Moreover, for each of these rules, the DOE counted as a benefit the energy savings to owners from more efficient equipment and appliances. But such “private benefits” constitute a substitution of the regulator’s preference for that of consumers and entrepreneurs. Whether energy savings are worth the higher cost of a more efficient item is a decision that consumers and business owners can and should make for themselves. Taking away their ability to make that choice is not a benefit; it is, in fact, a steep cost.
Highest Cost Rules of 2014
Of the 2014 rules for which regulators quantified costs, the most expensive was the “Liquidity Coverage Ratio” adopted jointly by the Department of the Treasury, the Federal Reserve, and the Federal Deposit Insurance Corporation. Estimated to cost $2.5 billion annually, the rule requires larger banks to hold more cash and other “high-quality assets” in their reserves.
While such a requirement may seem sensible, the assets in reserve are unavailable for profit-generating investment. And it is consumers who end up paying for those lost opportunities in the form of higher fees on banking products and services.[14] On the other hand, banks would be far more likely to maintain adequate reserves on their own had the government not proven so amenable to bailouts.[15]

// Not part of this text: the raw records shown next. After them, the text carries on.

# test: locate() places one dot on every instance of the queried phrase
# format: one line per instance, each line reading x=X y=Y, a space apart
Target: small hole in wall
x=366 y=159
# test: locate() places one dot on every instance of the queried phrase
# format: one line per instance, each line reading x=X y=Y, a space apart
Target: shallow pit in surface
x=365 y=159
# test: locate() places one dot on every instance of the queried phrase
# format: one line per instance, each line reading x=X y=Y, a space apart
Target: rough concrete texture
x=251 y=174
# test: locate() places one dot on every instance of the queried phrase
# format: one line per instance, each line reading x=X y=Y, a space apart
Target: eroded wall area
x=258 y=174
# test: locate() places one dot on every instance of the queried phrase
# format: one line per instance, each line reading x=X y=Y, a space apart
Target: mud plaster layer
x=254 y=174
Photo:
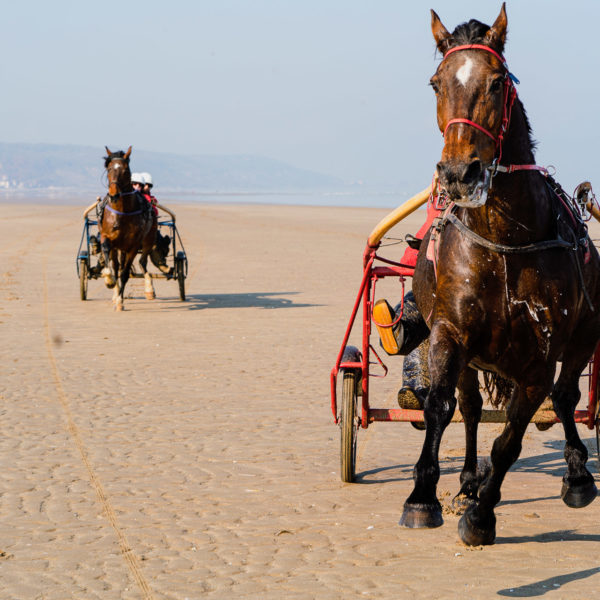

Ranking second in cost was the Environmental Protection Agency’s (EPA’s) Tier 3 Motor Vehicle Emission and Fuel Standards, which the agency calculates will cost automakers and consumers some $1.5 billion annually. This rule imposes more stringent vehicle emissions standards to reduce methane emissions by 80 percent, decrease particulate emissions by 70 percent, and further limit the sulfur content of gasoline. A variety of studies have calculated much higher costs for the rule, including an estimate prepared for the American Petroleum Institute by the consulting firm Baker & O’Brien Inc., of $2.4 billion annually.[16]
Among other directives, the rule would require refiners to reduce sulfur in gasoline from 30 parts per million (ppm) to 10 ppm. But the industry already invested some $9 billion in the past decade to reduce the sulfur content from 300 ppm to 30 ppm. The additional reduction would not yield measurable environmental benefits.
Understated Costs
The actual cost of new regulations issued in 2014 is considerably higher than the totals reported by the regulatory agencies and detailed here. As a first matter, this report documents only “major” regulations. Cost-benefit-analyses are not typically performed for the thousands of non-major rules issued each year, although the costs could be substantial.
But even the costs of major rules often go unquantified. Regulators did not fully quantify costs for 12 of the 27 prescriptive regulations issued in 2014. In several instances, agencies only reported paperwork costs, not any others. Although such costs should be considered, they hardly reflect the largest burden in most cases.
The EPA, for instance, in its 2014 rule governing the withdrawal of cooling water from lakes or rivers by power plants and factories, calculated annual paperwork costs ($291 million annually) but not the expense of the technology necessary for compliance. The capital costs of retrofitting a cooling water intake structure to prevent the intake of aquatic organisms can be “astronomical”—upwards of $2 billion—not including the substantial costs of downtime needed for the retrofit.[17]